Sunscreen is a summer essential. As the weather heats up and we spend more time outside, it becomes a vital part of protecting us from harmful rays of the sun. As with all products, it’s important to understand their function and why we need them. Here’s a deeper look into why sunscreen and SPF are essential.
What is SPF?
An article written for colorscience.com elaborates by saying, “Despite the fact that very few people know what it is, SPF is actually pretty straightforward. SPF stands for “Sun Protection Factor”, and is a measure of the sunscreen’s ability to protect your skin from UVB rays.” We need SPF to help keep our skin protected. When out in the sun, our skin is attacked by two forms of UV rays. UVA rays go deep into our skin. They cause long term effects like wrinkles and sun damage. UVB rays, on the other hand, are the ones that cause sunburns and can lead to skin cancer. Keep in mind that SPF can only protect you from UVB rays. They do nothing to stop the long term effects of UVA. Take additional precautions that can help you avoid both.
How Does it Work?
What do the numbers on your sunscreen bottle mean?

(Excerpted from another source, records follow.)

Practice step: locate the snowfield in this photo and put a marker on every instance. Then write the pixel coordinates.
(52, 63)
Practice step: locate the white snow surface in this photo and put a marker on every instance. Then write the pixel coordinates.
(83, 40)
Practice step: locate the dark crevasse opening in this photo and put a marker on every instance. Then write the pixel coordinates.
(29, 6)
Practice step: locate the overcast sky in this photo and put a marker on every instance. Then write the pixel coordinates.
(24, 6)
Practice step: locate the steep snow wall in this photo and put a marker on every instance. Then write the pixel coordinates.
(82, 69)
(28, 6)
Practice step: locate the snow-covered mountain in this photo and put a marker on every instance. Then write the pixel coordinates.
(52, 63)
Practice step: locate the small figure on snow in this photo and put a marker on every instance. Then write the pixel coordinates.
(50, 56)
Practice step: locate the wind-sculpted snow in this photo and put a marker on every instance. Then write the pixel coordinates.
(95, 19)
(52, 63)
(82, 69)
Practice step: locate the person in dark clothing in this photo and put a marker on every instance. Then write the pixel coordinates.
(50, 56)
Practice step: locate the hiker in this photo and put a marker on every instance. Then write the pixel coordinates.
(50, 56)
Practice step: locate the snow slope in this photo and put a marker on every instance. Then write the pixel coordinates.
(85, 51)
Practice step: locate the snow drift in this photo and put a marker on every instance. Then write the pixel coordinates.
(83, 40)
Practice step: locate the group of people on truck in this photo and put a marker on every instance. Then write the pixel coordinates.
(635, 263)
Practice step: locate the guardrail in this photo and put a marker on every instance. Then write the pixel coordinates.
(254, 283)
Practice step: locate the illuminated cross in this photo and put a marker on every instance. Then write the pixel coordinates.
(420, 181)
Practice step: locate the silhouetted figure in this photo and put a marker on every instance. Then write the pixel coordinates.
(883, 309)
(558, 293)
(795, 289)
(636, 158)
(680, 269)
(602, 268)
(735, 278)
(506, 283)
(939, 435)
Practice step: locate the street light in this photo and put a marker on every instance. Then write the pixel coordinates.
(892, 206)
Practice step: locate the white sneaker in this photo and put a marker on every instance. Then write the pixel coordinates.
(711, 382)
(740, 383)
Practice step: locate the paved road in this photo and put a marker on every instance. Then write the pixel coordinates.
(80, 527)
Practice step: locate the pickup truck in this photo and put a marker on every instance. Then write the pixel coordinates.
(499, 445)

The above mentioned article also explains, “The basic calculation works like this: “If it takes 1 minute for your unprotected skin to start turning red [in the sun], using an SPF 15 sunscreen theoretically prevents reddening 15 times longer.” Say you purchase an SPF 30 sunscreen. If it typically takes 10 minutes until your skin starts to burn, by using the SPF 30, you’re theoretically protected from the sun for 300 minutes, or 5 hours.”
Which SPF is best?
What level of SPF is right for you? There are a couple of factors that can help you answer this question. First, how fair is your skin? Second, how long are you planning on being out in the sun? An article written for freepeople.com states, “SPF 30 is the most common level for most people and skin types. No sunscreen can block all UV rays, but what we do know is: SPF 15 blocks 93% of UVB rays, SPF 30 blocks 97% of UVB rays and SPF 50 blocks 98% of UVB rays. So, the difference between 30 and 50 is about 1 percent. But every bit of extra protection can be beneficial if you are very fair or spending a lot of time in direct sun! And most people apply less than the recommend amount (about one ounce for full body coverage), so the higher the number the better.” It’s okay to be over cautious with both how much sunscreen you apply and how frequently you apply it.
When it comes to protecting your skin, you can’t be too safe. Understanding and utilizing SPF will help you avoid both long and short term problems associated with the sun.